Scott Trent edited this page Jun 6, 2024 · 26 revisions

Random notes on developing for SusQL Operator -- recent operator sdk version

(ALWAYS UPDATING!!!!!!)

Changes to the main branch automatically rebuild and push the container image via github action, but non-main branches or forked repos need to be hand-built and pushed to a developer specific location to avoid overwriting the official images.

Sample steps to build and push bundle and container images

As desired, export CONTAINER_TOOL to docker or podman before building. (Default is docker.)

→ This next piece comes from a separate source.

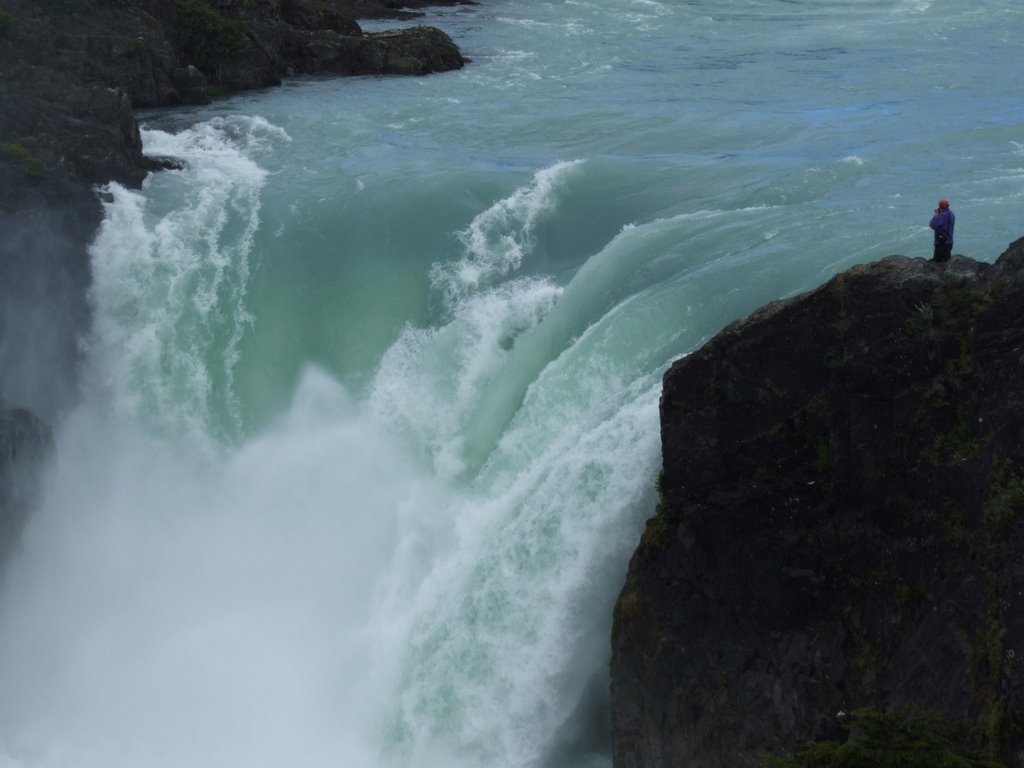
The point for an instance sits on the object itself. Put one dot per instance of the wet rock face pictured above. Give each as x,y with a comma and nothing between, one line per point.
840,524
26,442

export BUNDLE_IMG="REPOSITORYURL/REPOSITORYNAME/susql-controller:v$(cat VERSION)"
export IMG=REGISTRYURL/REPOSITORYNAME/susql-controller
export IMAGE_TAG_BASE=${IMG}
export CONTAINER_TOOL=podman
podman login
make all
make bundle-build bundle-push
make operator-build operator-push

Trivial early sanity testing

make test
make run

(Use control-c to terminate make run)

Deploy to cluster

  • Log in to cluster on the command line using command from "Copy login command" on upper right corner of OpenShift web console
  • Be sure to remove previously installed SusQL operators.
  • operator-sdk cleanup susql-operator
  • operator-sdk run bundle ${BUNDLE_IMG}

Simple functional verification

cd susql-operator/test
oc create -f labelgroups.yaml
oc create -f training-job-1.yaml
oc create -f training-job-2.yaml

bash labelgroups.sh
sleep 10
bash labelgroups.sh

# remove test artifacts on completion
oc delete -f training-job-2.yaml
oc delete -f training-job-1.yaml
oc delete -f labelgroups.yaml

Troubleshooting

  • Verify configuration displayed at install and run time
  • Double check that Kepler is functioning (e.g., expected output from OpenShift->Observe->Dashboards, etc)
  • Try looking at OpenShift->Observe->Metrics searches such as:
    • kepler_container_joules_total
    • kepler_container_joules_total{container_namespace="default"}
  • Standard Kepler troubleshooting: https://sustainable-computing.io/usage/trouble_shooting/
  • Look at SusQL controller pod log output

Depending on how the operator is installed it may be in one of the following namespaces:

  • susql-operator-system, openshift-operators, or default
oc project default
oc logs $( oc get pod | grep susql-operator | cut -f 1 -d" " )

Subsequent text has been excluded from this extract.